Data scrubbing is something we all have to deal with from time to time. Ruby is such a great language to do this scrubbing in, because most of the time it’s already installed on your operating system and doesn’t require any additional dependencies to work with. This is a little example that scrubs a CSV and converts the data in a file.
Given an original CSV file:
text;text;text;Mon 14 Nov 2016 13:07:30
text;text;text;Mon 15 Nov 2016 13:07:30
text;text;text;Mon 16 Nov 2016 13:07:30
We are going to scrub this and change the date to a format: DD-MM-YYYY HH:MM:SS
. Create this file as parser.rb
and save it’s contents.
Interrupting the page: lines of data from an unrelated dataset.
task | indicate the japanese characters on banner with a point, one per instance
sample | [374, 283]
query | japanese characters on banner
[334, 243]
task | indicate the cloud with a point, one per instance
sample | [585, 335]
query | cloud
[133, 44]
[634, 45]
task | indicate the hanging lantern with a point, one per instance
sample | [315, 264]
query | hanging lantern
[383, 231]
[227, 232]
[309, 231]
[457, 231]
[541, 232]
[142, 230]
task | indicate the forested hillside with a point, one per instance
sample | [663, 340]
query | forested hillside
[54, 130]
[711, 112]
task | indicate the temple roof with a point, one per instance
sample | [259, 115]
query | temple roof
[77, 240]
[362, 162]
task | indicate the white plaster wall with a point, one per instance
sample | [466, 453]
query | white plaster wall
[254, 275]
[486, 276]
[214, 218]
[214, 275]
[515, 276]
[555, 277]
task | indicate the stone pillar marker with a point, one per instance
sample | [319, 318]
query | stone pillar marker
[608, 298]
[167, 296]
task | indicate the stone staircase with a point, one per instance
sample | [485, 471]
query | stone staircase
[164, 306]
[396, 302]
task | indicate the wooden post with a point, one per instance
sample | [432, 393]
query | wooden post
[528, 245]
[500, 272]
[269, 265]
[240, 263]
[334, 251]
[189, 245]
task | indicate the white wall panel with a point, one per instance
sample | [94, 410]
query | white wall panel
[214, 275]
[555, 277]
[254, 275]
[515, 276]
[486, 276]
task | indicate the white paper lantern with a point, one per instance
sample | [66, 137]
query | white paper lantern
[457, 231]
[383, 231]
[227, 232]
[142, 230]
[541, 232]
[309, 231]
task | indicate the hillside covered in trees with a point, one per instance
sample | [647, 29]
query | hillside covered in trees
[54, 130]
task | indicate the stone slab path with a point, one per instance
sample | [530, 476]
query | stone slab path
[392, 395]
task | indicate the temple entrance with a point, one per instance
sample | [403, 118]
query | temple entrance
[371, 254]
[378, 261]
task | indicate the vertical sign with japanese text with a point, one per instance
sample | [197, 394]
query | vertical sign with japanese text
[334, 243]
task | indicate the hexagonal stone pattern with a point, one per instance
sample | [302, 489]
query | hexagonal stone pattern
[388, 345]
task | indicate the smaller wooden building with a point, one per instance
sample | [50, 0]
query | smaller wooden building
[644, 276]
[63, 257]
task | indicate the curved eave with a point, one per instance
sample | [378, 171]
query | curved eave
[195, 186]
This will assume that the original data is in a file in the same directory called original.csv
:
require 'date'
newFile = File.new("new.csv", "w+")
oldFile = File.read("original.csv")
oldFile.lines.each do |line|
lineArray = line.split(';')
formattedDate = DateTime.parse(lineArray[3]).strftime('%d-%m-%Y %H:%M:%S')
lineArray[3] = formattedDate
newFile.puts "#{lineArray.join(';')}\n"
end
newFile.close
Now all we have to do is run this with: ruby parser.rb
and it will create a new file new.csv
in the same directory with our scrubbed output!